I’ve been in the middle of some projects at work, so my computer’s death didn’t come at a very good time. David finally had a few spare minutes and was able to get a new one last week. Despite my annoyance at having to install all of my programs and configure all of my settings, I think that I might be in love with this new device. So far, so good.
My iPad had to be replaced too, which means I’m on my third iPad. My first one had a faulty microphone and my second one wouldn’t connect to 3G. When we took it to the Apple store, we were informed that we did so just in time. We only had 11 days left on our warranty. I guess we dodged that bullet!
So, I’m finally back online! I’ve been cooking a lot lately, so I have several great new recipes to share!
Last week was Easter and we (and by we, I mean I) thought that it might be fun to dye our eggs with all natural dyes. I was really excited about it and everyone else acted like they were as well (although certain people, who will remain anonymous, bought back up dye just in case I failed). I searched online for recipes and bought all of my ingredients. There was a lot of boiling and simmering involved. It takes a lot longer than dying with the little tabs you get from the store, but we had a lot of fun. I think we’ll do it again next year. We might even try some more dyes.
This is what we used this year:
Yellow: 1-2 teaspoons ground turmeric
Blue: water from boiling red cabbage
Pink: water from boiling beets
Purple: equal parts water from boiling red cabbage and water from boiling beets
Green: water from boiling red cabbage and 1-2 teaspoons ground turmeric
Orange (really, really light orange):2-3 teaspoons Paprika
I used bowls that were big enough to hold 4 completely submerged eggs. I filled the bowls ¾ full with the liquid (the water from boiling the vegetables for pink, purple, green and blue and boiling water for yellow and orange), added 2 Tablespoons of white vinegar and then stirred in the spices (if they were needed for that color).

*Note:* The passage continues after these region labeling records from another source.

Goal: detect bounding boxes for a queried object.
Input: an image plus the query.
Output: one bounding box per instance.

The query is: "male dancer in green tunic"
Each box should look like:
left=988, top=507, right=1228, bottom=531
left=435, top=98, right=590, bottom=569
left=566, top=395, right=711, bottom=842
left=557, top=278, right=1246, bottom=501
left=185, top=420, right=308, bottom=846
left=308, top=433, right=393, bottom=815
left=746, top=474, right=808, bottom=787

The color of the liquid in your bowls is not necessarily the color that the egg will turn. This was most noticeable with the green dye. The dye actually looked like a muddy orange and, for the first several minutes of dying, so did the egg. The longer it sat in the water, though, the more it started to turn green. I was also convinced that the eggs steeping in the red cabbage water were going to be lavender (since the water was a vibrant purple) but they turned out a pretty robin’s egg blue. I was a little disappointed when we took the eggs out of the water after soaking for more than an hour and the colors weren’t as distinctive as I had hoped. They seemed too light but most of them became darker and a bit more vibrant as they dried. They are definitely pastel colors though (which I like for Easter, but if you’re looking for more primary colors, this is not the way to go). The orange was the least successful and I think we’ll try something other than paprika next year. The green and the yellow were my favorites. Next year we’ll have to try some more dyes. I heard that red wine and grape juice yield some pretty interesting results.